Robots, the gig economy and lifespans raise big questions for taxation
Legislation is struggling to keep up with new world of work, says PwC’s Doone O’Doherty
While employment is almost back to pre-crash levels, the composition of the Irish labour market is entirely changed from 2007.
The number of Irish workers on zero-hours contracts has leaped, as has the number of part-time and temporary staff on low pay, all of which have implications for our tax base, a third of which comes from income.
This was the subject of an address to The Irish Times/PwC Tax Summit by PwC’s Doone O’Doherty, who said the Government needed to keep a close eye on three global trends that were transforming the workplace: technology, the gig economy and lifespan.
She said increased automation, in other words the greater use of robots, had resulted in a widening income gap between the top and the bottom, which had prompted calls for a tax on robots, by Bill Gates of all people, and the adoption of a universal income scheme in Finland and the Netherlands.

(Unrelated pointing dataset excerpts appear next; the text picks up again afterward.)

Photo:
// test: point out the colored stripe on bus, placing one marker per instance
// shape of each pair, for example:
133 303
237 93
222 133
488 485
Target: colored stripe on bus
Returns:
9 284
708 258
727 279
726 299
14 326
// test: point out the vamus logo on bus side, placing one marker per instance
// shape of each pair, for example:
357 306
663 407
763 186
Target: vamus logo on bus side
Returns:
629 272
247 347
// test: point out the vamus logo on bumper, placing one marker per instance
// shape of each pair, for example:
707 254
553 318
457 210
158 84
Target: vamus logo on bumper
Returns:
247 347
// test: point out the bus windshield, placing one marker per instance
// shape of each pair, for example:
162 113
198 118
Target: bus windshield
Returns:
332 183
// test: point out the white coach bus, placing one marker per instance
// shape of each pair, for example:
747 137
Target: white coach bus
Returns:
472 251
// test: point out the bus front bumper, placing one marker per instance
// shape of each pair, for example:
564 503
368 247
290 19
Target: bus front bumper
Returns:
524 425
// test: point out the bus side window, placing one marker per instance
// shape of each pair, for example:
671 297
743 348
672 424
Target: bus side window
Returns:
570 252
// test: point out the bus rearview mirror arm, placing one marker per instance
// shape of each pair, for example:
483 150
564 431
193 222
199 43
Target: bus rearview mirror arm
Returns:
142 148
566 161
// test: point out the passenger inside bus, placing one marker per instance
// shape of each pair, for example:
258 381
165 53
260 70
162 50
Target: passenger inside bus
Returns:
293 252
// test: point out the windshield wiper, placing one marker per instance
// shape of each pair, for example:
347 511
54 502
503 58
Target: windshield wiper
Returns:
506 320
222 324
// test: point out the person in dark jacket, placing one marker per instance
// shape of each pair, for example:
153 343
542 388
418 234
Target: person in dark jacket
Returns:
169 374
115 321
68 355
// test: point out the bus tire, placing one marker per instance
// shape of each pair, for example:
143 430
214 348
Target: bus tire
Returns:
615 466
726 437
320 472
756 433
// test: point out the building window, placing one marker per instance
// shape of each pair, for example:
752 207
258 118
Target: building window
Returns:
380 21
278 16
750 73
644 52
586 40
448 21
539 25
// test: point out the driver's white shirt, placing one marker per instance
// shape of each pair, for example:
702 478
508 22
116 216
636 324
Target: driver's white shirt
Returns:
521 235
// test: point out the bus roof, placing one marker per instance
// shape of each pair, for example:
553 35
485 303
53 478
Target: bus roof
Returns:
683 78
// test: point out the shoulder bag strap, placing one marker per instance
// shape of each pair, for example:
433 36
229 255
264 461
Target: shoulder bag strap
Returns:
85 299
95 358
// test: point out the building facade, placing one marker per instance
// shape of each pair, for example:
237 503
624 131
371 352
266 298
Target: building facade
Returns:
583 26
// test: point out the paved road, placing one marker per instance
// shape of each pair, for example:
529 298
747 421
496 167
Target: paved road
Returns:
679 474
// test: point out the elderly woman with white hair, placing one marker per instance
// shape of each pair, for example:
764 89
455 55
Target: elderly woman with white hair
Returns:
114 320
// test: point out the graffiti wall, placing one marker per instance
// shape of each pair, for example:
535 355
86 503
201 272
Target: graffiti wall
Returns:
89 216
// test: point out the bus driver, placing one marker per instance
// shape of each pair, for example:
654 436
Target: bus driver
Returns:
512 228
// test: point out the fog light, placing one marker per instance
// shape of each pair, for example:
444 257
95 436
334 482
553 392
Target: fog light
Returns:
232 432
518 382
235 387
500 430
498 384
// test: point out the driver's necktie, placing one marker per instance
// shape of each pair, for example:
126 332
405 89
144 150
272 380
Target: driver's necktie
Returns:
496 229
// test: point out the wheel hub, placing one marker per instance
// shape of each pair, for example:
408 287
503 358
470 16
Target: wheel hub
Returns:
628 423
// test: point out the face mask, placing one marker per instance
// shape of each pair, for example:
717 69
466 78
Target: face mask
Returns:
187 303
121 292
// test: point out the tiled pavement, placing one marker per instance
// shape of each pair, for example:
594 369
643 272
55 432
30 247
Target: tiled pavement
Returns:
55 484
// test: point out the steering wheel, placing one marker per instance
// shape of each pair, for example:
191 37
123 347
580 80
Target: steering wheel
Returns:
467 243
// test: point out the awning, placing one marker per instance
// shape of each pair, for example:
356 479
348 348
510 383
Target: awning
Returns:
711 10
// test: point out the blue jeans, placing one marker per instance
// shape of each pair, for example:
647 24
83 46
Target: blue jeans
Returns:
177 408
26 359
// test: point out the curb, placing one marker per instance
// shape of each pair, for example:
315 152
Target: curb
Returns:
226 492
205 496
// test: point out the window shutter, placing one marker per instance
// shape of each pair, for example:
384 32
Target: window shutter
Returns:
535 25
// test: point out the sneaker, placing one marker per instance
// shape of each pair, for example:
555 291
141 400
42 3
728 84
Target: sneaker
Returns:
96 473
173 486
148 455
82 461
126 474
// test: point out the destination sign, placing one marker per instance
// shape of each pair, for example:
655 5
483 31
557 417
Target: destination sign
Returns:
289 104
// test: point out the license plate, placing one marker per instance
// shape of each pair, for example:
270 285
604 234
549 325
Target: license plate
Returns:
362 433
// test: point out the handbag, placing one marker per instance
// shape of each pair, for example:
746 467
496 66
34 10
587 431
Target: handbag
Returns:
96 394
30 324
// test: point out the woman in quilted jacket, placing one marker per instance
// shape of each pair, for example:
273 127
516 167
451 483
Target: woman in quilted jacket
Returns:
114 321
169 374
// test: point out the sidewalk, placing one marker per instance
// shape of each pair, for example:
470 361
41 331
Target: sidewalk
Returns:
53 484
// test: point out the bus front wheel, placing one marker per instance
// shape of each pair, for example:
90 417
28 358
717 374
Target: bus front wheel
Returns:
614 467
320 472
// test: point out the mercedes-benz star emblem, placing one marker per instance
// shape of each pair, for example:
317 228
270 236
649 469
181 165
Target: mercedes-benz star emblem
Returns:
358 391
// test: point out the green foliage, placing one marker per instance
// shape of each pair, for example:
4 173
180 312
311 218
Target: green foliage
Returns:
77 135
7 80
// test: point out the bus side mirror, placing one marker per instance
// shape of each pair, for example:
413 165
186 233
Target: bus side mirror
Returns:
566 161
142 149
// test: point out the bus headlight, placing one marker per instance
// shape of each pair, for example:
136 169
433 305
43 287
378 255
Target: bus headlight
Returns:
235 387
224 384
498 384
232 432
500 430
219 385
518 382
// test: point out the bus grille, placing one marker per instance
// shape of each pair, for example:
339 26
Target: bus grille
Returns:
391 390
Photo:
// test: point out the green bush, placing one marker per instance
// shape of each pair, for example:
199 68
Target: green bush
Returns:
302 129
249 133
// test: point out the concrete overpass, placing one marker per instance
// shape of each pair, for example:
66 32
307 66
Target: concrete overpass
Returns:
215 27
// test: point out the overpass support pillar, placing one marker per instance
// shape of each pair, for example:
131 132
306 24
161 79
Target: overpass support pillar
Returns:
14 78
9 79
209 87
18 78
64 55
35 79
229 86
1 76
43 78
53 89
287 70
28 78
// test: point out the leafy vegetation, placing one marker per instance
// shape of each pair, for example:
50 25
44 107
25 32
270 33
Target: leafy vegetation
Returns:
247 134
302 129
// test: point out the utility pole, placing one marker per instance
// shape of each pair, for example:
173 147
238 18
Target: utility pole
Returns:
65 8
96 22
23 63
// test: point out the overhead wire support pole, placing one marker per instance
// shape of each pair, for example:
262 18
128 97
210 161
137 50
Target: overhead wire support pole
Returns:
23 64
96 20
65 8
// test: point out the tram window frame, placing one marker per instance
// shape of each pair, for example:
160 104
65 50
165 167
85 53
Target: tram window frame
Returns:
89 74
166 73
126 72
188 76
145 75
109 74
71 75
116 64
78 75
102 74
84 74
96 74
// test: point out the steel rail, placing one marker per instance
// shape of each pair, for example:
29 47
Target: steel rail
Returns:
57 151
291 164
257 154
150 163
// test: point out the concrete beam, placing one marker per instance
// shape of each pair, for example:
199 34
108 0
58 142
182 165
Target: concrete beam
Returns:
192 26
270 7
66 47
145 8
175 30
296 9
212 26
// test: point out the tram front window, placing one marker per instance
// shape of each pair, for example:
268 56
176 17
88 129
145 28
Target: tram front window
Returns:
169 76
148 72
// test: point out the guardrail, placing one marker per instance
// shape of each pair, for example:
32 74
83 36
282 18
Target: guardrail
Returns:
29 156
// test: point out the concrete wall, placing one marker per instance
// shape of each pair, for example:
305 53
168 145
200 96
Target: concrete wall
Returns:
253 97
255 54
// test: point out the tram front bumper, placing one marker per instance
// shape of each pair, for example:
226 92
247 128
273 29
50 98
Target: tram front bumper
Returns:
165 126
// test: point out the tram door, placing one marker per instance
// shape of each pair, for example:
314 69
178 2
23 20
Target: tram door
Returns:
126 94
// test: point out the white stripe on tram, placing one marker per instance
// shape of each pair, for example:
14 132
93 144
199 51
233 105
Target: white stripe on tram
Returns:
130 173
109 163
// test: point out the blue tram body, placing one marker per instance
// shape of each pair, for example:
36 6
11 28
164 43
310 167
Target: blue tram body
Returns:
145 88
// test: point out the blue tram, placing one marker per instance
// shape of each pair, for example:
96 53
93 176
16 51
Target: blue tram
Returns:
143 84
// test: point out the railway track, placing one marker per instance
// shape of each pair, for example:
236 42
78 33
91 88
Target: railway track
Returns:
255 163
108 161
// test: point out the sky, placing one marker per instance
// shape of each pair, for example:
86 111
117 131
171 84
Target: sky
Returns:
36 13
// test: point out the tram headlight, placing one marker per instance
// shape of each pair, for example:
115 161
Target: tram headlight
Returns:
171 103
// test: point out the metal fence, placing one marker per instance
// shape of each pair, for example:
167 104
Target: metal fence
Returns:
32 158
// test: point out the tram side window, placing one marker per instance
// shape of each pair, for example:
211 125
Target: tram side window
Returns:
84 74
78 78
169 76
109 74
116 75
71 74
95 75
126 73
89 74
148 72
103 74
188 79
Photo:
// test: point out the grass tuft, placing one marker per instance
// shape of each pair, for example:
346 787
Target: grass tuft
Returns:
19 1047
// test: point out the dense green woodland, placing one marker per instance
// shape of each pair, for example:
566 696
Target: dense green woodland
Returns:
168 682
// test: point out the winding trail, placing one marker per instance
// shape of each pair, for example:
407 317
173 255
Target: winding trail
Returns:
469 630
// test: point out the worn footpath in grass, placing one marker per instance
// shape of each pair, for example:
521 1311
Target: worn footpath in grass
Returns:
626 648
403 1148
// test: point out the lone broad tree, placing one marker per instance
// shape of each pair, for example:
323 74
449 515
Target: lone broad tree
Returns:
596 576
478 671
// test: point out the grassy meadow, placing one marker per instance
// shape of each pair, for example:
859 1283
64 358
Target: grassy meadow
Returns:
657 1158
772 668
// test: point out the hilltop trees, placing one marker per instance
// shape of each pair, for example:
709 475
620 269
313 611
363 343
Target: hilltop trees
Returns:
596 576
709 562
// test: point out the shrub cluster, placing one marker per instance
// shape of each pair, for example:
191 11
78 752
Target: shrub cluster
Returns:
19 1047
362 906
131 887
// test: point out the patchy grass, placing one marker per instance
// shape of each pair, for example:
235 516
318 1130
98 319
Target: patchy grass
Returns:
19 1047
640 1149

The gig economy, as evidenced by the rise of companies such as Uber and Deliveroo, was marked by flexible, temporary working arrangements and/or independent contractors.
From a tax perspective, this throws up two big questions: how do we tax these workers and how do we collect the taxes? “Are Deliveroo couriers or Uber drivers employees or self-employed individuals? If they’re employees then the employer holds the taxes and pays that to Revenue; if they’re self-employed individuals, then they’re responsible for paying their own taxes and filing their own tax returns.”
Tax systems were grappling to come to terms with these businesses, she said. In Estonia, the tax authorities recently entered into an agreement with Uber, which sees the company file details of the drivers’ incomes to the tax authorities. Last year, this resulted in a six-fold increase in Uber driver income being reported to the Estonian revenue authorities.
“If I was the Minister, I’d be keeping a watching eye on this space. Employment law and tax law are really struggling to keep up with the pace at which the gig economy is run,” she said.
Another theme was the prospect of a 100-year lifespan, something children born today are likely to enjoy, and what this means for retirement, pensions and tax. These are big issues that need big responses.